Un McC de la fascinante série Grand Orientals. Tout un univers à decouvrir. Yenice Agonya, ça mérite quelques explications, n’est-ce pas. Yenidje en grec et Yenice en turc, c’est l’appellation du terroir en Thrace. Agonya, c’est le nom de la variété locale du xanthi qui à son tour est un cultivar du prestigieux basma.

Le Yenice Agonya que voici est donc un mélange de virginia et de ce xanthi cultivé dans la partie turque de la Thrace. Au niveau visuel, c’est du très beau tabac : une appétissante grosse coupe de feuilles brunes, acajou, fauves et anthracite. Au nez on découvre du VA façon McClelland, mais surtout des notes fort boisées et des odeurs du sirop d’érable et de sucre candi.

Ce n’est pas un mélange qui impressionne et qui convainc au premier contact. J’ai dû m’y habituer, mais pour finir j’ai découvert un tabac réconfortant, chaleureux, amical. Il est très doux sans être sirupeux, il contient suffisamment d’acidité pour ne pas devenir lourd et ses saveurs reprennent avec bonheur le thème du nez : le boisé et le maple syrup dominent dans cet ensemble sombre et automnal.

Attention, si vous ne réussissez pas à le fumer posément, il tend à vous mordiller la langue. Ceci dit, c’est davantage un avertissement qu’un assaut. Niveau nicotine, le Yenice Agonya trouve le juste milieu. S’il n’est pas évolutif, il n’ennuie pas pour autant. Il est tout simplement agréable et convivial du début à la fin.

Sans pour autant atteindre la grandeur du Drama Reserve, le Yenice Agonya s’en rapproche. L’harmonie entre le virginia et le xanthi est évidente et l’équilibre entre douceur goûteuse et acidité revigorante fort réussi. Recommandé parce que c’est franchement bon.

HU-Tobacco, Orient-Kentucky Flake (Flanagan)

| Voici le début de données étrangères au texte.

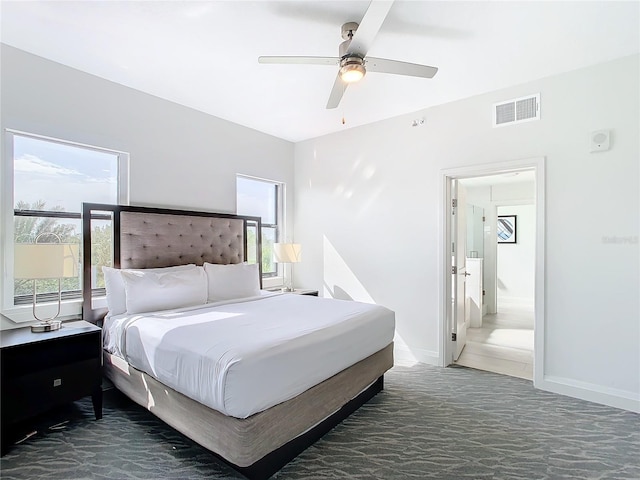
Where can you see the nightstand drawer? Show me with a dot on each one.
(36, 392)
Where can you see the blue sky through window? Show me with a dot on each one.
(63, 175)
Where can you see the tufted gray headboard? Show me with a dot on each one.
(145, 237)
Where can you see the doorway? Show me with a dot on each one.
(496, 325)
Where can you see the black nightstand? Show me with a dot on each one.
(40, 371)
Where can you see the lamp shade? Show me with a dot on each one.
(46, 260)
(287, 252)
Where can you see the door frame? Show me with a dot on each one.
(537, 164)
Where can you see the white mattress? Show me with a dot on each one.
(245, 356)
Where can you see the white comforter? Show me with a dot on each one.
(243, 357)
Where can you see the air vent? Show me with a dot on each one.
(518, 110)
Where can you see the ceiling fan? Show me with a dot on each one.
(353, 61)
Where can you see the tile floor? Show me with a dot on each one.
(504, 343)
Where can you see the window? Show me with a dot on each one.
(261, 198)
(49, 180)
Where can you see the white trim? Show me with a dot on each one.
(590, 392)
(404, 355)
(538, 165)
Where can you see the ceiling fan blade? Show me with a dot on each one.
(336, 93)
(384, 65)
(332, 61)
(369, 27)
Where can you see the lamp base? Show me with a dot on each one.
(46, 326)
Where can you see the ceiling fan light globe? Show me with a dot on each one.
(352, 73)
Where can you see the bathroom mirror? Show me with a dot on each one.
(475, 231)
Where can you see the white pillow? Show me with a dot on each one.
(114, 285)
(236, 280)
(151, 291)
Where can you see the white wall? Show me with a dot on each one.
(367, 214)
(516, 262)
(179, 157)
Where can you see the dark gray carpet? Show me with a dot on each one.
(453, 423)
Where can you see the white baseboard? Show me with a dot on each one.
(407, 356)
(590, 392)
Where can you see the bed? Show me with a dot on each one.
(253, 376)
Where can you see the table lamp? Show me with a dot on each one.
(287, 253)
(40, 261)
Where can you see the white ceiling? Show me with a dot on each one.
(203, 54)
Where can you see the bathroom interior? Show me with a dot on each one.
(500, 281)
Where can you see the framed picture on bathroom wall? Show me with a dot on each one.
(506, 229)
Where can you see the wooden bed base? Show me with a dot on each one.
(260, 445)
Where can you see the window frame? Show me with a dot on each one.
(272, 278)
(17, 307)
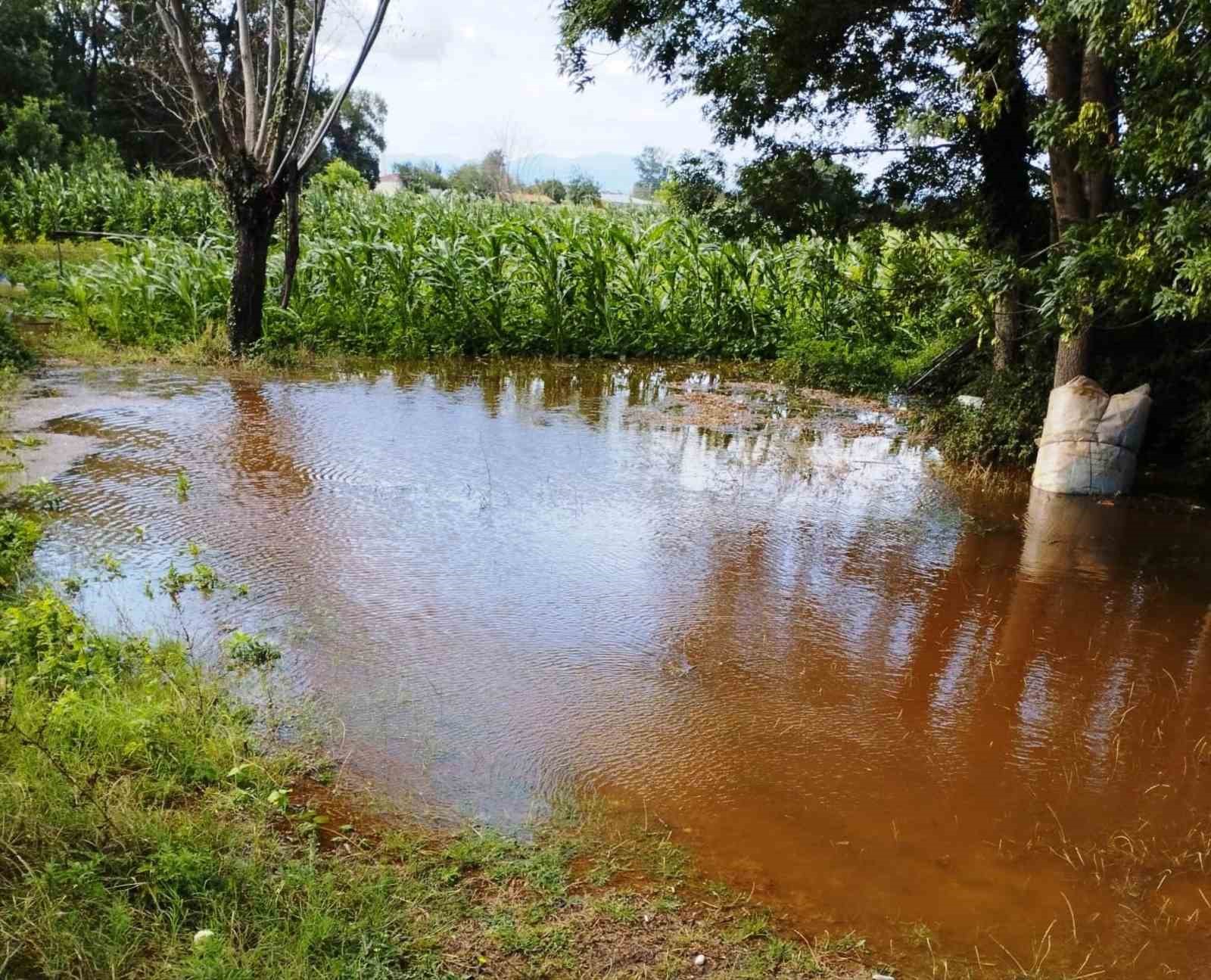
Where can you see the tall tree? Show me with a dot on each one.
(653, 166)
(1079, 132)
(245, 84)
(939, 85)
(356, 135)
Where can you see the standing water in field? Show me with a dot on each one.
(970, 726)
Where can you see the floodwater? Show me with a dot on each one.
(970, 726)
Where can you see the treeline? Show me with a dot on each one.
(412, 276)
(82, 82)
(492, 179)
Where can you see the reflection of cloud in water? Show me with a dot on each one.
(502, 579)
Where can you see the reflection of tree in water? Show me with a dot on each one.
(258, 441)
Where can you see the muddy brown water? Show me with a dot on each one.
(970, 726)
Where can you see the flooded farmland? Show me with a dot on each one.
(969, 725)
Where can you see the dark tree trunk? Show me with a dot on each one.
(1004, 161)
(1069, 185)
(292, 242)
(1007, 313)
(1072, 358)
(1063, 86)
(254, 216)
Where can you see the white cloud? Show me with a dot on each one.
(457, 74)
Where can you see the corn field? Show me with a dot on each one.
(413, 276)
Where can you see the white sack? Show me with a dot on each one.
(1090, 440)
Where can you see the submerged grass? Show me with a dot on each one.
(147, 829)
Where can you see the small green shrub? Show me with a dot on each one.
(18, 538)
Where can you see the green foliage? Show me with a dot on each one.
(34, 203)
(553, 188)
(472, 181)
(1001, 434)
(48, 645)
(244, 651)
(421, 179)
(28, 135)
(18, 538)
(338, 175)
(584, 189)
(653, 169)
(412, 276)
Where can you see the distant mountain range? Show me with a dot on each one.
(613, 171)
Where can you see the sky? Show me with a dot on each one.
(463, 76)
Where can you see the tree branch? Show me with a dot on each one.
(248, 70)
(335, 108)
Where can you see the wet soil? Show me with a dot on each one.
(969, 722)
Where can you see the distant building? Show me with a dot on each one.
(524, 198)
(389, 183)
(613, 198)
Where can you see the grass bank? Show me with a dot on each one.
(154, 825)
(149, 830)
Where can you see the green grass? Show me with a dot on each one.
(151, 828)
(412, 278)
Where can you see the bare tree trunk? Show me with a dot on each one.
(292, 241)
(1004, 159)
(1069, 188)
(1072, 358)
(254, 219)
(1063, 85)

A l’occasion de l’édition 2012 du pipe show de Lohmar, Hans Wiedemann avait créé plusieurs flakes dont celui-ci à la recette surprenante. Ce n’est en effet pas tous les jours qu’on trouve un flake qui combine du virginia et du perique avec du kentucky et des tabacs bulgares. Des tabacs d’orient avec du virginia, ça oui. Des herbes orientales et du latakia, c’est même un grand classique. Mais marier une orientale raffinée avec un redneck sudiste, ça semble une idée saugrenue. C’est donc avec une grande curiosité et une bonne dose de scepticisme que j’ouvre la boîte.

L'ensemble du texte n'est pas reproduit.